Ada María Magdalena Sierra (born 25 June 1966) is an Argentine architect and politician who served as a National Deputy from 2017 to 2021, elected in Buenos Aires Province. A member of the Justicialist Party, she was elected in 2017 as part of Unidad Ciudadana. Sierra previously served as a member of the Buenos Aires Province Senate from 2015 to 2017, representing the Third Electoral Section. Since 2021, she has been a member of the City Council of Avellaneda, a post she previously held as well.

Early and personal life
Sierra was born on 25 June 1966 in Buenos Aires. She studied architecture at the University of Buenos Aires, graduating in 2007. She is married to Jorge Ferraresi, former intendente of Avellaneda and current Minister of Territorial Development and Habitat in the cabinet of Alberto Fernández. Sierra and Ferraresi have two children.

Political career
Sierra was Undersecretary of Municipal Planning in Avellaneda from 2009 to 2013, during her husband's first term as mayor. In 2013, she ran for a seat in the Avellaneda City Council, as part of the Front for Victory list; she was elected. In the 2015 provincial elections, Sierra was elected as Provincial Senator for the Third Electoral Section.

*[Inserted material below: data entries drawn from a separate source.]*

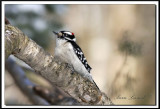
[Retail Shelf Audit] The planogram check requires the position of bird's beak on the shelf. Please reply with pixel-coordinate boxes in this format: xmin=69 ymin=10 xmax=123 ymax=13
xmin=52 ymin=31 xmax=58 ymax=35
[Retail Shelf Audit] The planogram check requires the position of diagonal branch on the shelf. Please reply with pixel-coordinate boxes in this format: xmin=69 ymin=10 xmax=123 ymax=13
xmin=5 ymin=58 xmax=49 ymax=105
xmin=5 ymin=25 xmax=112 ymax=105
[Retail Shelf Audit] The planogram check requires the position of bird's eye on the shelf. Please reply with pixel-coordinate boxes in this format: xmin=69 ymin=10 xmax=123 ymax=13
xmin=58 ymin=32 xmax=62 ymax=36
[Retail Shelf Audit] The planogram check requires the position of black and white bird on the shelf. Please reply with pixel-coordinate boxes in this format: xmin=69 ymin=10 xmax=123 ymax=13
xmin=53 ymin=31 xmax=99 ymax=88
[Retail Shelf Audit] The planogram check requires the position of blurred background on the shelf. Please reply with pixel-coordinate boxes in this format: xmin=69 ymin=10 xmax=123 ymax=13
xmin=5 ymin=4 xmax=156 ymax=105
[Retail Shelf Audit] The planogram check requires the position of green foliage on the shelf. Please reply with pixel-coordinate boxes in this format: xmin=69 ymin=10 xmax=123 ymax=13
xmin=119 ymin=36 xmax=142 ymax=56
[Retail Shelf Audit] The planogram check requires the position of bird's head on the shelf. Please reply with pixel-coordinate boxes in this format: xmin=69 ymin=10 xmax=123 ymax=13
xmin=53 ymin=31 xmax=76 ymax=42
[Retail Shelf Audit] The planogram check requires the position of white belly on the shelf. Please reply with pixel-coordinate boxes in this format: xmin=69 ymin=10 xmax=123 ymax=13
xmin=55 ymin=39 xmax=92 ymax=80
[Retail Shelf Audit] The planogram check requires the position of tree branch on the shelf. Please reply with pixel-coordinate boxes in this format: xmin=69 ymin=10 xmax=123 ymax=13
xmin=5 ymin=25 xmax=112 ymax=105
xmin=5 ymin=58 xmax=49 ymax=105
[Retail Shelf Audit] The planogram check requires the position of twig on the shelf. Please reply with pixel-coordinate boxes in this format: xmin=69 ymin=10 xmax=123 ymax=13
xmin=5 ymin=25 xmax=112 ymax=105
xmin=5 ymin=58 xmax=49 ymax=105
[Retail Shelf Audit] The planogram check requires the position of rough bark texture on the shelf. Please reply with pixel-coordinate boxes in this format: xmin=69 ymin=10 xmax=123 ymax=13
xmin=5 ymin=25 xmax=112 ymax=105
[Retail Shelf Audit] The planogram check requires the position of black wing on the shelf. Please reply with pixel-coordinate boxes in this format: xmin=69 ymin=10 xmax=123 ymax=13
xmin=69 ymin=41 xmax=92 ymax=73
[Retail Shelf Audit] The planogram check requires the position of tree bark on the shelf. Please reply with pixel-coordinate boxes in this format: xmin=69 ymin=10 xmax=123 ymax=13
xmin=5 ymin=24 xmax=112 ymax=105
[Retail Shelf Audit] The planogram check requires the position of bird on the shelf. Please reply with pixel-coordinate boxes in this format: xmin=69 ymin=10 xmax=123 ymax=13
xmin=53 ymin=31 xmax=99 ymax=89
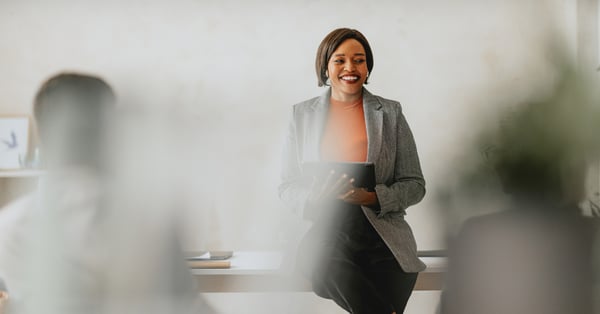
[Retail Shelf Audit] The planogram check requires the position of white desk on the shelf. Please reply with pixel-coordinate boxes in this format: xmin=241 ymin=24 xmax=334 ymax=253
xmin=191 ymin=251 xmax=446 ymax=292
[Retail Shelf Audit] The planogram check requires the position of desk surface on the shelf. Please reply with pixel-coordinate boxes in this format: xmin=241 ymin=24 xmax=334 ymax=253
xmin=192 ymin=251 xmax=446 ymax=275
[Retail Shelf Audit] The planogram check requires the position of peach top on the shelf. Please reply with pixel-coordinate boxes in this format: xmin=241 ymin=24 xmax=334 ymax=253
xmin=321 ymin=98 xmax=368 ymax=162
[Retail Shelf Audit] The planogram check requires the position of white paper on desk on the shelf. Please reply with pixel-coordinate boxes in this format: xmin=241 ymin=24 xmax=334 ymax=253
xmin=186 ymin=252 xmax=210 ymax=260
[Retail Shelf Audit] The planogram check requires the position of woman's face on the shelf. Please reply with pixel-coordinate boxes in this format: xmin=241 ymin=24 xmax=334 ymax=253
xmin=327 ymin=39 xmax=368 ymax=101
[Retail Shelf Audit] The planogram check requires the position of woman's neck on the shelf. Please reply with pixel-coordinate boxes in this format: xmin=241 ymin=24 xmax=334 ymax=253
xmin=331 ymin=88 xmax=362 ymax=104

Sierra ran for a seat in the Argentine Chamber of Deputies in the 2017 legislative election; she was the 11th candidate in the Unidad Ciudadana list in Buenos Aires Province. The Unidad Ciudadana list received 36.28% of the votes, and Sierra made it past the D'Hondt cut to be elected. She was sworn in on 6 December 2017.

As a national deputy, Sierra formed part of the parliamentary commissions on Habitat and Urban Planning, Addiction Prevention, Sports, Disabilities, Women and Diversity, Municipal Affairs, and Public Works. She was a supporter of the 2020 Voluntary Interruption of Pregnancy bill, which legalized abortion in Argentina.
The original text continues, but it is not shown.